La moitié (51%) des personnes interrogées dans le cadre de cette étude a déclaré ne plus utiliser la plupart de ces outils pour les raisons suivantes :
• Le manque d’intégration (42%)
• Le manque d’experts qualifiés (39%)
• La difficulté à rendre ces outils opérationnels (38%)
• Le sentiment d’être dépassé (37%),
• Le manque de confiance en soi (20%)

Or, l’impact d’une faille de sécurité peut être élevé. Les entreprises estiment qu’elles pourraient perdre en moyenne 235 000 $ en cas d’incident et de défaillances liés au au Règlement Général sur la Protection des Données (RGPD).

« Les entreprises, notamment les plus internationales d’entre elles, multiplient et empilent les solutions de cybersécurité. Lorsqu’il s’agit d’outils de détection et de réponse aux incidents, cela entraîne une hausse des coûts, sans que le service apporté donne une pleine satisfaction », analyse Nicolas Arpagian, Director Cybersecurity Strategy, Trend Micro.

92% des personnes interrogées dans le cadre de l’étude déclarent avoir envisagé de recourir à des services managés pour externaliser leurs capacités de détection et de réponse à incidents. Soient des services susceptibles d’aider les équipes SOC à surmonter les problèmes de compétences internes, en leur proposant une visibilité unique et centralisée de la situation réelle permettant d’améliorer la réponse à incidents.

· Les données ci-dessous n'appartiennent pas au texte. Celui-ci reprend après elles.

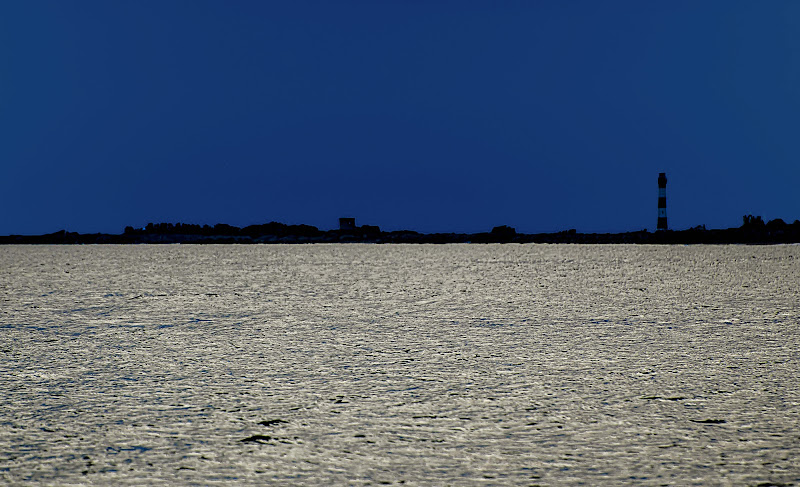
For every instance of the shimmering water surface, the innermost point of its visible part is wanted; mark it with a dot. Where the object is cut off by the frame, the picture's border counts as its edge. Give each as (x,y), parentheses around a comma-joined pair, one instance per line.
(367,364)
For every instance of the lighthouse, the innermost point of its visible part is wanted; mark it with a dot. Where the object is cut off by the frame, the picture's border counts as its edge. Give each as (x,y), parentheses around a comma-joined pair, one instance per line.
(662,201)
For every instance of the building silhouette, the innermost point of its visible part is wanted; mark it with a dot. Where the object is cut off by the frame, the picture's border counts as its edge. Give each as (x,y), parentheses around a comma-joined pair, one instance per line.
(662,202)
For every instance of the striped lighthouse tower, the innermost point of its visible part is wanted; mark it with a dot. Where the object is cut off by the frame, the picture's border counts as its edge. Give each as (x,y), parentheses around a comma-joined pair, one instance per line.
(662,201)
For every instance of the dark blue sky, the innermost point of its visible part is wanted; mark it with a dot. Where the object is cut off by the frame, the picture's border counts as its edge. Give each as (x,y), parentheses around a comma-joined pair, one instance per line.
(422,115)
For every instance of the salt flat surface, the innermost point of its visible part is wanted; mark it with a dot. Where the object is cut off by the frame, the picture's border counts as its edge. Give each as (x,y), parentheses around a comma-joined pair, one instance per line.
(369,364)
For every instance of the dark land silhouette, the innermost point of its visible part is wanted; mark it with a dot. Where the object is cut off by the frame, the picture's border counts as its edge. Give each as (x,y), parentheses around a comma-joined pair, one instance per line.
(753,231)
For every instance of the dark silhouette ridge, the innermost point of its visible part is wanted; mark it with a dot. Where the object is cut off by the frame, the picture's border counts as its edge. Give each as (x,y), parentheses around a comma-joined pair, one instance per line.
(752,231)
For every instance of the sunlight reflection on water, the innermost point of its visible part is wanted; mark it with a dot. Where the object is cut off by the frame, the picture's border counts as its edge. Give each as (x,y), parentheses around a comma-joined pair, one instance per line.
(368,364)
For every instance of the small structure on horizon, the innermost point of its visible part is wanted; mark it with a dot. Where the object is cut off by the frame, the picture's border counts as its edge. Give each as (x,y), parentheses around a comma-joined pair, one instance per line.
(347,223)
(662,202)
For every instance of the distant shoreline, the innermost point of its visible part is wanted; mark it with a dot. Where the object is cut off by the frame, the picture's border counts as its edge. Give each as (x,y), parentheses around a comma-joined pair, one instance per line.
(752,232)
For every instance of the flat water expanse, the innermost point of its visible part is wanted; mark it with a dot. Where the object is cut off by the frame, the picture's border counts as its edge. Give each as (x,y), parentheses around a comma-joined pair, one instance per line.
(416,365)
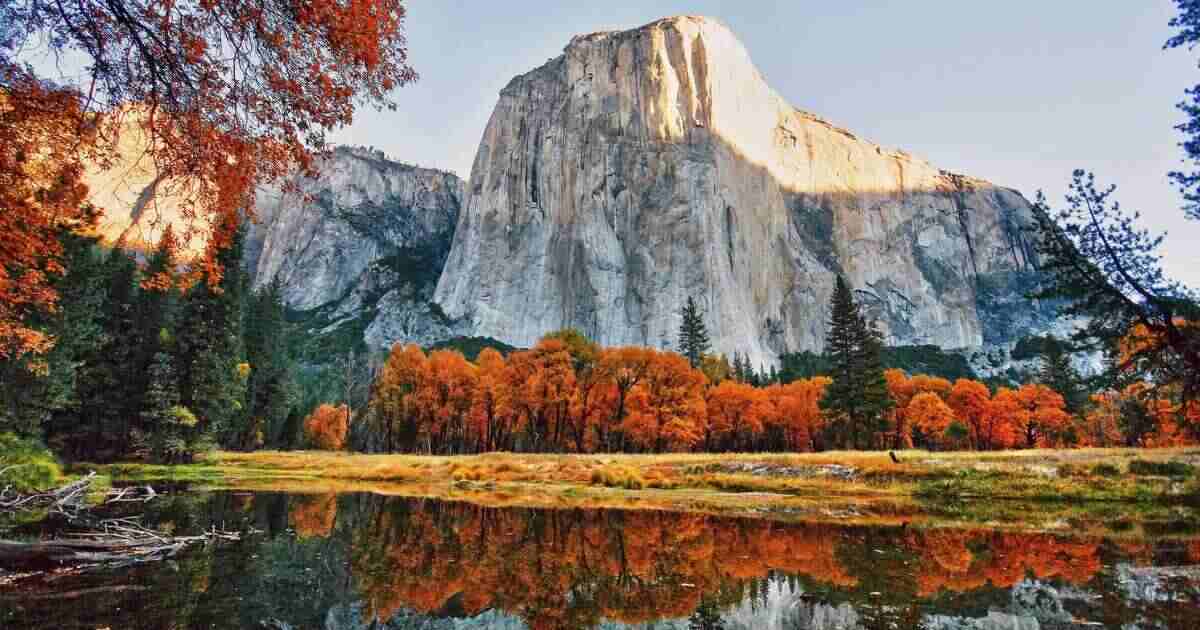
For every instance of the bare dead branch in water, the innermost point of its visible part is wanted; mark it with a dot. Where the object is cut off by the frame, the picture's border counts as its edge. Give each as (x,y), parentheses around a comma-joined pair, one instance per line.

« Aujourd’hui, les organisations doivent non seulement financer les licences et la maintenance de leurs outils, mais également faire face à des équipes SOC de plus en plus mobilisées - et parfois surmenées - par la gestion d’une grande variété de solutions disparates », ajoute Nicolas Arpagian. « Or le manque de moyens pour hiérarchiser les alertes peut fortement fragiliser leur sécurité numérique. C’est pourquoi beaucoup d’entre elles se tournent désormais vers le SOC-as-a-Service ».


Méthodologie de l’étude
Entretiens couvrant 21 pays et réalisés auprès de 2 303 décideurs en sécurité informatique dans des entreprises de plus de 250 salariés. Cela inclut des managers d’équipes SOC (85%) et des managers SecOps au sein d’équipes sécurité (15%).